Day 1 - Ischemic Stroke
Assessment:
Ensure airway is protected, apply supplemental O2 if hypoxia & ensure adequate IV access
Physical examination to establish NIHSS score
History must establish timing of event, use collateral if needed to determine when patient last seen normal (LSN)
Acute Management of Ischemic Stroke Within The Window:
Contact local stroke team/telemedicine stroke neurologist
Obtain urgent CT/CTA “arch to vertex” to rule out hemorrhage and assess for embolism & extent of infarct
Check CBC, lytes, INR, PTT and glucose to assess for potential mimics of stroke & determine TPA eligibility
If patient is eligible for TPA ensure SBP <180mmHg and DBP<110mmHg (otherwise permissive HTN to SBP 220)

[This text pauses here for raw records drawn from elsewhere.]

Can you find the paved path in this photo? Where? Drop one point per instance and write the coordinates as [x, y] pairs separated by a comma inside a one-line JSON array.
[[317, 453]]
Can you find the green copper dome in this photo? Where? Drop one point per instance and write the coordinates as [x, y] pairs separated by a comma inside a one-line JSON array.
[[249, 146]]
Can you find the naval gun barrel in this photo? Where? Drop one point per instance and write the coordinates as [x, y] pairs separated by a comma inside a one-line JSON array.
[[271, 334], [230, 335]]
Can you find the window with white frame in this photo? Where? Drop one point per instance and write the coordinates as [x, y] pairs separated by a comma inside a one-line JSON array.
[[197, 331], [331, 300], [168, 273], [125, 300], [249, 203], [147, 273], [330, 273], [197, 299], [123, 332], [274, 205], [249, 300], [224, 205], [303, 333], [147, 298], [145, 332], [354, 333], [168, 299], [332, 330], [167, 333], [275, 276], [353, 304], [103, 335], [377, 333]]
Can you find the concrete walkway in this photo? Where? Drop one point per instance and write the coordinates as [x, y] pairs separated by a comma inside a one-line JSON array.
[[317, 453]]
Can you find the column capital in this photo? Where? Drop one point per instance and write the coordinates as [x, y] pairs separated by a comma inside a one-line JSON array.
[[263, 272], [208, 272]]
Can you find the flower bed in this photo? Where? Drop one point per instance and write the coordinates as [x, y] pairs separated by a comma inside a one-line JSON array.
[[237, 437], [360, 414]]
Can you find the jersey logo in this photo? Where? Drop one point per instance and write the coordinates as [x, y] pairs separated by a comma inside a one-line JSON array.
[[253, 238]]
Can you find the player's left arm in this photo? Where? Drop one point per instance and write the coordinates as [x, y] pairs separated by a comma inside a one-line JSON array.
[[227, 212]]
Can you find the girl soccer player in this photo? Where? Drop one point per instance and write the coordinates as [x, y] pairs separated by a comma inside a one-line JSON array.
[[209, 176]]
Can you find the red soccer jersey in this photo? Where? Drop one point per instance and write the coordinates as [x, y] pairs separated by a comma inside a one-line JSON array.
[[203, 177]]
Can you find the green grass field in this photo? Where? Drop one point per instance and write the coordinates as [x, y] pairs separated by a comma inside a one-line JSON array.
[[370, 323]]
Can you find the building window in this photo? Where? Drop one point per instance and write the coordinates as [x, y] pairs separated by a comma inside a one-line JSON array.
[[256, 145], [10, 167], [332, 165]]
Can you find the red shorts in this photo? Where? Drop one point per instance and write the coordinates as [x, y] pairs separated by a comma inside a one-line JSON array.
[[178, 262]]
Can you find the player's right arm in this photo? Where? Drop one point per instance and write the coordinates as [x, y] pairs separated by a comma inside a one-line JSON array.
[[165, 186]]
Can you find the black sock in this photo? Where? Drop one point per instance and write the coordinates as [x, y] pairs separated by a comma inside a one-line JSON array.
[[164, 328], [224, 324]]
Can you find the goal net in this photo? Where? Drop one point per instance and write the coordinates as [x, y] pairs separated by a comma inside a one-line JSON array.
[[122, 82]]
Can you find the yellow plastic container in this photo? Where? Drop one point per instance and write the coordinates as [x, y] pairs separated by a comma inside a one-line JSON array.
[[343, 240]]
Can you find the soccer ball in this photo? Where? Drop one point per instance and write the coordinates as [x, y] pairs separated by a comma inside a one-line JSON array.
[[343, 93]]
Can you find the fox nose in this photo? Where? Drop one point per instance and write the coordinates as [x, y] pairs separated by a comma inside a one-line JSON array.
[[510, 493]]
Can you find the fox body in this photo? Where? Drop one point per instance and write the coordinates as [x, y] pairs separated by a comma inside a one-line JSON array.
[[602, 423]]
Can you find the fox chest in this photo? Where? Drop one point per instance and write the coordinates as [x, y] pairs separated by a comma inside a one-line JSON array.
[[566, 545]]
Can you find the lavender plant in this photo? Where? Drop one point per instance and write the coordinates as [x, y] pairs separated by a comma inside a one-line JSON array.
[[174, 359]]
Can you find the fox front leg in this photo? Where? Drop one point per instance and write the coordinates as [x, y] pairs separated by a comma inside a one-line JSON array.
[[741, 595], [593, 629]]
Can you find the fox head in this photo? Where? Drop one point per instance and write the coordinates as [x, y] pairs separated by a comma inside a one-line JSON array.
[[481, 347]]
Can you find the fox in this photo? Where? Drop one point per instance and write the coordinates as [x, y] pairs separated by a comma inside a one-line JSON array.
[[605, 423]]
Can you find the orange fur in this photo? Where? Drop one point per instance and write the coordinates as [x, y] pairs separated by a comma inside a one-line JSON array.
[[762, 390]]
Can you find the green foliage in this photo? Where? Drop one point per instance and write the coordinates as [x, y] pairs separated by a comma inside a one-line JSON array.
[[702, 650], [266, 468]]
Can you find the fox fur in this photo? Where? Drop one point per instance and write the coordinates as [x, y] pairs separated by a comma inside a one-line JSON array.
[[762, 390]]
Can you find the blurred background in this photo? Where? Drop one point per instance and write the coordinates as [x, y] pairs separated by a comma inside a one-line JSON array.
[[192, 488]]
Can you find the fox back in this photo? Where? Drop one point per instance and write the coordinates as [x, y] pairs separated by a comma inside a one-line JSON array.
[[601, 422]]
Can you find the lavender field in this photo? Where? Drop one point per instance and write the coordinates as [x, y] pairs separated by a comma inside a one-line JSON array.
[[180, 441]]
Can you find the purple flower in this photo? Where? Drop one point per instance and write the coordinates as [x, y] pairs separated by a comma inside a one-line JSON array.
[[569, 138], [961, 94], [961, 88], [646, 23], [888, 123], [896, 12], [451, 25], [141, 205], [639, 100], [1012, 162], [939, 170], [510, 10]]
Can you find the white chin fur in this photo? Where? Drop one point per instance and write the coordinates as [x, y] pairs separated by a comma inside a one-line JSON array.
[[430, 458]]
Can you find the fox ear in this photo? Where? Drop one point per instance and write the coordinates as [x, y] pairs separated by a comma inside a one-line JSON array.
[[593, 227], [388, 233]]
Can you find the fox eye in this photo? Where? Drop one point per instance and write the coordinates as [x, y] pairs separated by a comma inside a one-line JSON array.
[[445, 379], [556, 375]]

TPA should be considered in patients with LSN time of <4.5hrs and with no absolute contraindications
Eligibility time for EVT is evolving and decided in consultation with stroke team based on multiple clinical and imaging parameters
Non-Acute Management of Stroke:
Goal is to identify etiology of stroke and address modifiable risk factors
Investigations:
CT head
MRI if concerns for posterior fossa stroke
Assess for atrial fibrillation with Holter, +/- echocardiogram if cryptogenic
Carotic dopplers if CTA was not initially done
Check HbA1C & lipids
Management:
Antiplatelet agents (ASA + Clopidogrel) if no afib
ASA 81mg PO daily for all-comers
POINT trial recommends DAPT therapy for patients with high risk TIA and low risk strokes (NIHSS < 3) x 21 days, then Plavix 75mg PO daily alone
Anticoagulation if evidence of atrial fibrillation
Initiation of anticoagulation timing will depend on size of stroke and evidence of hemorrhagic transformation
BP control as per Hypertension Canada
Target: 140/90 mmHg
Target if patient is Diabetic: 130/80 mmHg
PROGRESS trial demonstrated use of ACE inhibitor + Thiazide Diuretic (Perindopril + Indapamide) decreased blood pressure and prevented stroke
Statin therapy to target LDL<2.0
SPARCL trial used Atorvastatin 80mg PO qhs and demonstrated decrease stroke recurrence in acute stroke.